Belakangan,
marak isu tentang kesehatan mental atau mental
health. Banyak praktisi yang concern di
bidang ini. Mencoba untuk memberi pertolongan kepada mereka yang membutuhkan.
Membuka ruang diskusi dan konsultasi untuk membantu orang-orang keluar dari “sakit
mental” yang dialami.
Tapi,
tak sedikit pula orang-orang yang awalnya baik-baik aja tiba-tiba “menjadi
sakit” karena adanya glorifikasi tentang masalah kesehatan mental. Banyak orang
yang melakukan self-diagnose yang
mana hal ini sangat-sangat berbahaya. Berbagai tulisan maupun video yang
digaungkan oleh para praktisi mental
health untuk tidak melakukan self-diagnose.
Hal tersebut tidak mengurangi angka orang-orang yang merasa dirinya mengalami
gangguan mental tanpa pernah ke profesional, hanya berdasarkan ciri-ciri yang
dibaca melalui laman pencarian google.
Saya
merasa bahwa semenjak populernya istilah mental
health belakangan ini, banyak orang yang awalnya baik-baik aja kemudian
tiba-tiba mempermasalahkan hidupnya. Mengorek segala luka dan masa lalu.
Menyalahkan orang-orang yang pernah menyakitinya di masa lalu meskipun
sebenarnya luka itu sudah lama hilang dan sembuh.
Semacam
ada trigger untuk menguak semua
masalah yang pernah dialami. Salah satunya tentang permasalahan pola asuh.
Banyak yang kemudian menyalahkan orang tuanya yang dianggap salah dalam
mengasuh dan mendidik. Tapi, yang tidak bisa kita acuhkan adalah pola asuh
orang tua adalah produk dari orang tuanya yang kemudian dilanjutkan dengan
memakai cara yang sama kepada anak-anaknya.
Tidak
bisa sepenuhnya disalahkan, mereka kurang ilmu tentang itu, mereka menggunakan
cara yang mereka tau. Seharusnya, ketika kita merasa sudah paham bahwa pola
asuh tersebut, pola asuh yang kita dapat dari orang tua kita adalah pola asuh
yang salah kita bisa memutus rantai pola asuh yang kita anggap salah tersebut.

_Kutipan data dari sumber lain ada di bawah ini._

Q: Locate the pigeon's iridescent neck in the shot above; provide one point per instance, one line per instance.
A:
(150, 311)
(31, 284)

Tanpa harus menyalahkan orang tua akan sesuatu yang pernah dilakukan kepada kita.
Seperti
banyak hal di dunia ini, isu mental
health pun punya dua sisa. Sisi yang satu melihat bahwa ada dampak positif
dengan menyadari ada luka masa lalu yang pernah dialami, dengan menyadari akan
hal tersebut kita pada akhirnya bisa mencari “pertolongan” untuk mengobati luka
tersebut. Sisi yang lain melihat bahwa banyak yang sebenarnya baik-baik aja
tapi karena adanya glorifikasi tentang pembahasan ini banyak orang yang self-diagnose, mempermasalahkan hidupnya,
menjadi seseorang yang playing victim,
dan menyalahkan banyak pihak yang dianggap berkontribusi membuat hidupnya
berantakan.
Semoga
siapapun kamu, yang saat ini merasa sedang tidak baik-baik saja, luka masa lalu
mengganggu stabilitas hidupmu saat ini, segera cari pertolongan. Cerita ke
teman-teman yang bisa kamu percaya, kalau perlu segera ke professional. Segala luka
harus diobati, agar tidak menjadi beban berkepanjangan yang nantinya bisa berdampak
kepada diri sendiri dan keluarga baru yang kita bangun.